La chaleur et l'affection sont des éléments essentiels de l'éducation des enfants attentionnés et non violents. Ils peuvent transformer des expériences qui pourraient mener à l'agressivité, au retrait ou à l'inefficacité. Les recherches de Harry Harlow et de ses associés ont montré que les singes isolés des autres au cours des six premiers mois de leur vie ont été très perturbateurs dans leur comportement social et sexuel. Ils ont été grandement aidés par le contact du corps affectueux, après qu'ils ont été mis en place avec des singes infantiles qui les ont embrassés et accrochés à eux. Les enfants socialement inefficaces ont également été aidés en étant jumelés avec des enfants plus jeunes.

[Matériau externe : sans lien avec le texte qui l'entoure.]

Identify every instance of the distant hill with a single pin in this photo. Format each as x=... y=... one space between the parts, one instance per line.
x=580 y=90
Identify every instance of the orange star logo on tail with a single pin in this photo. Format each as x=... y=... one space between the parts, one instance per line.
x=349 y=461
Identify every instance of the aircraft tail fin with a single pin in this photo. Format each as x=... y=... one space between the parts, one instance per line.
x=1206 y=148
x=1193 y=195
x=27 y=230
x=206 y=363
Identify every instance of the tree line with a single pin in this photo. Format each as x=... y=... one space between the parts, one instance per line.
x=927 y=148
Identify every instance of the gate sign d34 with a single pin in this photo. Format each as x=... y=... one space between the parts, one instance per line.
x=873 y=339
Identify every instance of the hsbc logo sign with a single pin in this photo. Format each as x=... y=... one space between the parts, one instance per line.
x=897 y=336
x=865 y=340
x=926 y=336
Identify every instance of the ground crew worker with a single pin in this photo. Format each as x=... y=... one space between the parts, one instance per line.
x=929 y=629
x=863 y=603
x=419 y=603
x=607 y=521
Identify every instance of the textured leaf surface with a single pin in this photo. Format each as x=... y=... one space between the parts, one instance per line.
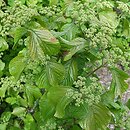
x=98 y=117
x=18 y=64
x=3 y=44
x=43 y=42
x=118 y=81
x=52 y=74
x=71 y=72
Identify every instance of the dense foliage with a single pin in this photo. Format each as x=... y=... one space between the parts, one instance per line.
x=50 y=52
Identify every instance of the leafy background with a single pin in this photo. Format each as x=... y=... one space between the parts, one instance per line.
x=50 y=52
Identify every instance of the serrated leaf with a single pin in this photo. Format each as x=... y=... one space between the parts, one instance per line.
x=32 y=93
x=53 y=2
x=3 y=44
x=2 y=65
x=109 y=17
x=70 y=73
x=43 y=42
x=3 y=126
x=11 y=100
x=17 y=64
x=29 y=123
x=97 y=117
x=58 y=97
x=69 y=31
x=5 y=116
x=47 y=109
x=52 y=75
x=19 y=111
x=118 y=81
x=78 y=44
x=78 y=112
x=126 y=28
x=18 y=33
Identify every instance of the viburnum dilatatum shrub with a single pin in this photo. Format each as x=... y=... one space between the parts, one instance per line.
x=50 y=52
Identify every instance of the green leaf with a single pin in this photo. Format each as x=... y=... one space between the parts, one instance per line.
x=108 y=100
x=3 y=44
x=11 y=100
x=17 y=64
x=32 y=3
x=12 y=2
x=58 y=97
x=18 y=33
x=19 y=111
x=53 y=2
x=52 y=75
x=32 y=93
x=3 y=89
x=78 y=44
x=109 y=17
x=77 y=112
x=62 y=104
x=3 y=126
x=71 y=72
x=6 y=116
x=75 y=127
x=29 y=123
x=118 y=81
x=2 y=65
x=97 y=117
x=128 y=103
x=43 y=42
x=69 y=31
x=47 y=109
x=126 y=28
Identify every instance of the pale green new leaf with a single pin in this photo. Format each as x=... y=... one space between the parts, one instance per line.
x=19 y=111
x=71 y=72
x=53 y=2
x=97 y=117
x=47 y=109
x=32 y=93
x=18 y=33
x=3 y=44
x=17 y=64
x=118 y=81
x=2 y=65
x=43 y=42
x=52 y=74
x=58 y=97
x=78 y=44
x=109 y=18
x=3 y=126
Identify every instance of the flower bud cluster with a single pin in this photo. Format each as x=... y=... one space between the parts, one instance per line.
x=15 y=16
x=123 y=7
x=50 y=11
x=87 y=94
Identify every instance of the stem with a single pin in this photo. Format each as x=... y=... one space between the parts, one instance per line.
x=96 y=69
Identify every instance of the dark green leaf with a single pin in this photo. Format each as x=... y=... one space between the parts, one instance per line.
x=18 y=33
x=3 y=44
x=52 y=75
x=78 y=44
x=43 y=42
x=97 y=117
x=71 y=72
x=18 y=64
x=118 y=81
x=47 y=109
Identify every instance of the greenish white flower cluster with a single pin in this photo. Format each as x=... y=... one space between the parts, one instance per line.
x=15 y=16
x=50 y=11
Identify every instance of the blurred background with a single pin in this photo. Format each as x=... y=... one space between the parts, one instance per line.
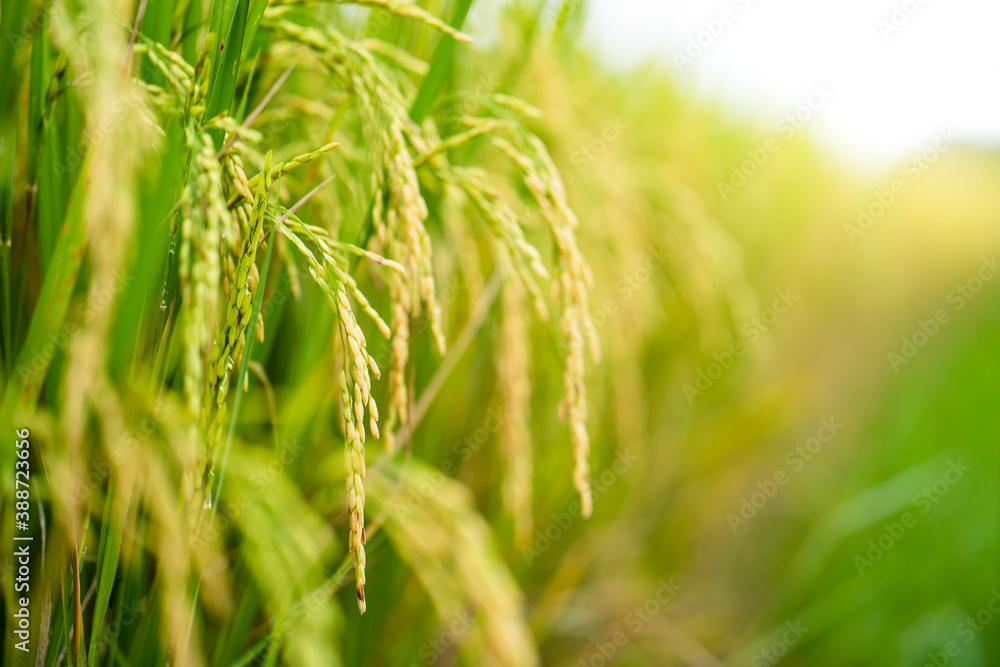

Des relations chaleureuses et affectueuses entre parents et enfants et entre enseignants et élèves dans les écoles peuvent aider à guérir les blessures. Créer des salles de classe dans lesquelles les élèves ont des liens positifs les uns avec les autres, c'est aussi guérir. Selon Anna Freud, la capacité des très jeunes enfants qui ont survécu ensemble à Auschwitz, initialement sauvages et peu coopératifs avec les adultes, à développer des relations normales était due à leur profonde connexion les uns avec les autres. Cela a maintenu leur humanité.

L'amour, l'affection, les relations positives avec autrui, le développement de sentiments d'efficacité et le pouvoir d'exercer un contrôle sur les événements importants de la vie aident les enfants (et les adultes) à voir le monde comme potentiellement au moins bienveillant. Ils répondent à des besoins psychologiques fondamentaux tels que le besoin de sécurité, de connexion à d'autres personnes, d'efficacité et de compréhension de la réalité – d'une réalité positive plutôt qu'effrayante.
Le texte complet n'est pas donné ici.